[tt] [FoRK] The Traveler's Dilemma
Eugen Leitl
<eugen at leitl.org> on
Thu May 24 02:50:01 UTC 2007
----- Forwarded message from "Stephen D. Williams" <sdw at lig.net> -----
From: "Stephen D. Williams" <sdw at lig.net>
Date: Wed, 23 May 2007 18:20:15 -0400
To: Friends of Rohit Khare <fork at xent.com>
Subject: Re: [FoRK] The Traveler's Dilemma
User-Agent: Thunderbird 2.0.0.0 (Windows/20070326)

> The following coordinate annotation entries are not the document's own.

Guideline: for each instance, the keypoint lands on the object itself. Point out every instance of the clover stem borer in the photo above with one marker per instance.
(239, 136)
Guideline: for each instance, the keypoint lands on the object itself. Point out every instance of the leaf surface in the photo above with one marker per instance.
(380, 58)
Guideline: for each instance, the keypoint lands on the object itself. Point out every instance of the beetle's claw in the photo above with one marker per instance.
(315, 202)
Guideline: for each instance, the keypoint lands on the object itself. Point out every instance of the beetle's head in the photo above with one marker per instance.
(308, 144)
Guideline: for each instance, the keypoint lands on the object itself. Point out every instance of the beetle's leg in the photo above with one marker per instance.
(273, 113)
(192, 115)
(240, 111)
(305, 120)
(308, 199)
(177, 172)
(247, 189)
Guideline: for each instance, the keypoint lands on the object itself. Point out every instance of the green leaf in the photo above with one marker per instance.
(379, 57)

Reply-To: Friends of Rohit Khare <fork at xent.com>
I really need to talk to this guy to either figure out his deficiencies
or mine. "In the years since I devised the game... this rejection of
formal rationality and logic has a kind of meta-rationality attached to
it." Indeed, these guys have decided that only certain logical
constructs apply to the game while not actually excluding all others.
They then call the result irrational? And don't buy any argument
provided by participants? Pretty weak, from a first reading anyway.
Their "logic" that $2 is the rational choice is broken on several
counts. The goal is to maximize payoff, not to guarantee that you do
better than the opponent. It is posed as a real life situation. In
real life, the probability that the other person would place a minimum
value on an art object is low. This means that $2 is close to a worst
case, less likely scenario. The real choices, at that magnitude of
penalty, are between 50% and 100% (or 95%) of the range. Even if $2 is
somewhat likely, over a series of instances of this kind of
circumstance, a common and very rational way to reason about real life
choices, even a somewhat unlikely payoff at 50-100% pays for many
instances of near $2 minus a penalty.
The logic expected seems to be naive logic. Teenager (i.e. immature,
innumerate) logic works like this: The police probably won't catch me
when I do X. (90% unnoticed or escape) [Apparent mental model: 90% is
about all the time, so I'll just round up and assume that they'll never
catch me.] "So if there is a 10% chance you will get caught, and you do
something 20 times, how likely is it that you will be caught?" It is
unlikely because I'll get away. "Uh huh. Good luck with that."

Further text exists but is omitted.